La réalisatrice voulait éviter de faire témoigner Ada face caméra, pour que la violence n’occulte pas le propos. Elle a donc décidé de prendre un détour fictionnel en demandant à Ada d’écrire son histoire et à plusieurs personnes de prendre sa place : « En choisissant qu’Ada n’existe que par le récit, j’ai voulu que le spectateur constitue lui-même l’image de cette femme, à travers des visages qui pourraient tous être celui d’Ada et qui en même temps ne sont pas elle. Je voulais que ce visage inventé, universel car démultiplié, porte le spectateur d’un bout à l’autre du film. »

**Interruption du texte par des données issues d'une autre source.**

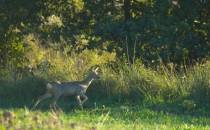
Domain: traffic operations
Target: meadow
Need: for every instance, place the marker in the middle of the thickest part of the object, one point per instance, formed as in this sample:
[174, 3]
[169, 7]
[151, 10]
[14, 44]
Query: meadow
[125, 97]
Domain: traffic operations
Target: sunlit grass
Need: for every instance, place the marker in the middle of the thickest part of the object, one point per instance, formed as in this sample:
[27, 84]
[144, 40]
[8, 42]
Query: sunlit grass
[102, 117]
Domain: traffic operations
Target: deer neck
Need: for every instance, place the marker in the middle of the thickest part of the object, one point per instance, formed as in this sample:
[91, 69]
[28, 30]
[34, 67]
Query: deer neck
[87, 81]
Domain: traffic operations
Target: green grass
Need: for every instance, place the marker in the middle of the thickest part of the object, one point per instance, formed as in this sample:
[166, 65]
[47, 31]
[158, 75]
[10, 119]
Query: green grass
[102, 117]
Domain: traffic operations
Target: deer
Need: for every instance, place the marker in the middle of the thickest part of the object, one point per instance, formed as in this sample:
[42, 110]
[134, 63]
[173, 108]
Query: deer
[72, 88]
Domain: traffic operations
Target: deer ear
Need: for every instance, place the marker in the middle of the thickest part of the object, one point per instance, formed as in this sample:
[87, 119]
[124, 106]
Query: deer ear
[96, 69]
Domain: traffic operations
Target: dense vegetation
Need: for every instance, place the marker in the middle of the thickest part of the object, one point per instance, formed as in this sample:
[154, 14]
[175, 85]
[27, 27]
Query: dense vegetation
[153, 57]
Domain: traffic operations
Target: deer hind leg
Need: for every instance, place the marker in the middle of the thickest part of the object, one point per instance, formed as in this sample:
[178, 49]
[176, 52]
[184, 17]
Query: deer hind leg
[45, 96]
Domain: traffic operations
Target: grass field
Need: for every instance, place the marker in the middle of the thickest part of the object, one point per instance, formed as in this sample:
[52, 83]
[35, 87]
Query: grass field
[102, 117]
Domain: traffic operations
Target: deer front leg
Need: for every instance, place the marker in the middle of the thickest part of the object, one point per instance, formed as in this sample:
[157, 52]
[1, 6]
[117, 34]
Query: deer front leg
[54, 104]
[79, 101]
[85, 98]
[47, 95]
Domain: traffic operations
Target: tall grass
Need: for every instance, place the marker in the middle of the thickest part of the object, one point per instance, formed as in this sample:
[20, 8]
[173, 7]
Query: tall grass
[119, 81]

« Si le film mélange jeu et témoignage en une mise en abyme du récit à travers ses protagonistes, il s’agit bel et bien d’un documentaire : il documente non seulement l’histoire d’Ada, mais aussi celles des personnes qui l’incarnent et font liens avec elle », souligne Alexe Poukine.
La moitié des participants ne sont pas comédiens professionnels. « Il fallait trouver des personnes qui aient quelque chose à dire sur le sujet », explique la réalisatrice. Elle a filmé des commissaires, des avocats, des psychologues, des prostituées, des sociologues, des linguistes mais aussi plusieurs de ses amies très proches. « Le début du film est surtout dit par des comédiennes parce que je pensais qu’ainsi, nous serions plus facilement emportés dans l’histoire. J’avais un peu peur que les non comédiens, par un jeu peut-être un peu plus maladroit, nous empêchent d’y entrer vraiment. »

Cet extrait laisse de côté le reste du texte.